The mid-tier can be used to sign a free agent, but cannot be used in a trade.

– The semi-annual exception of $4.1 million: it can also only be used to sign a free agent. As with the full intermediate tier, if the semester is used, a team also becomes capped.

These exceptions cannot be cumulated with the salary in the trades.

– Draft picks: In theory, the Heat could have up to three first-round picks to put on the line.

The Heat could draft for another team at No. 27 on June 23, then move the selection immediately after.

This would allow the Heat to then include their 2023 first-round pick in a trade (teams are not allowed to trade successive future first-round picks, but the Heat could work around this by selecting another team in the draft of this year).

The Heat’s picks of 24, 25, 26 and 27 are then crowded by the conditional first-round pick due to the Thunder, with the first-round pick of 28 also available for trade.

The Heat do not hold a second-round pick, with a selection waived as an NBA penalty for a premature free agency contact last summer with Kyle Lowry.

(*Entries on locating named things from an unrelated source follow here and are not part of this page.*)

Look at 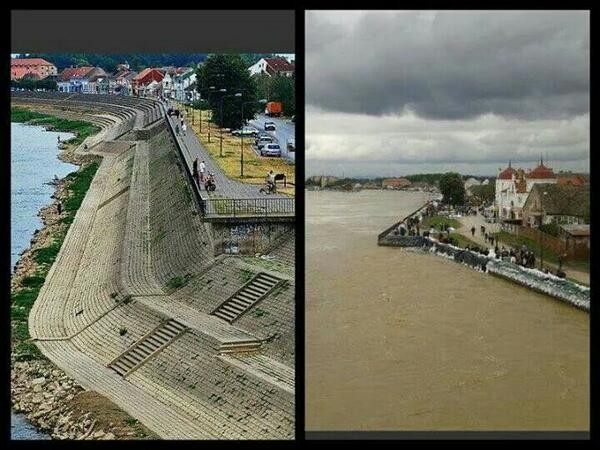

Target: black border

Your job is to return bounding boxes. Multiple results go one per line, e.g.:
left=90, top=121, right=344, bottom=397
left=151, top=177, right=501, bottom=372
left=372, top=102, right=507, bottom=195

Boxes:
left=0, top=6, right=600, bottom=446
left=11, top=10, right=295, bottom=54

– Cash: The Heat is allowed to send up to $5.8 million in an exchange. This could be used, among several ways, either to buy a draft pick or picks, or to pass on in a trade to compensate for an excessive salary of a sent player.

— Duncan Robinson: It’s more about the salary than the player.

Robinson’s $16.9 million salary for 2022-23 is the only salary currently on the Heat’s books between the $5.7 million owed to Tyler Herro and the $28.3 million owed to Lowry. This puts it in the perfect position to aggregate trades wages.

The Heat have already signed players for specific salaries with an eye on potential trades, as has been the case over the past two years with Leonard and Goran Dragic.

— Tyler Herro: It’s tricky. Although Herro’s salary is nominal for next season, he is also eligible for an extension.

This essentially leaves the Heat with limited time to deliberate on their long-term position, given that Herro could sign up to $180 million over five seasons, a deal that must be completed before opening night that would make him effectively ineligible for trade next season. .

So all inclusive? Allow him to become a restricted free agent in the 2023 offseason? Or a preemptive move, perhaps with a compromise extension closer to four years, $100 million?

— The Sweeteners: Gabe Vincent, Max Strus and Omer Yurtseven are all under Heat control on minimum contracts for next season.

Although their salaries have limited value in aggregating towards a bigger deal, they could be seen as attractive sweeteners plus one in business packages.

As Riley talked about the trades, he noted, “If there’s something from the outside that comes through that doesn’t cost us an arm and a leg, I’d still be interested in watching that.”

The bigger question is whether the Heat have an arm or even a leg to put on the line for anything on a grand scale.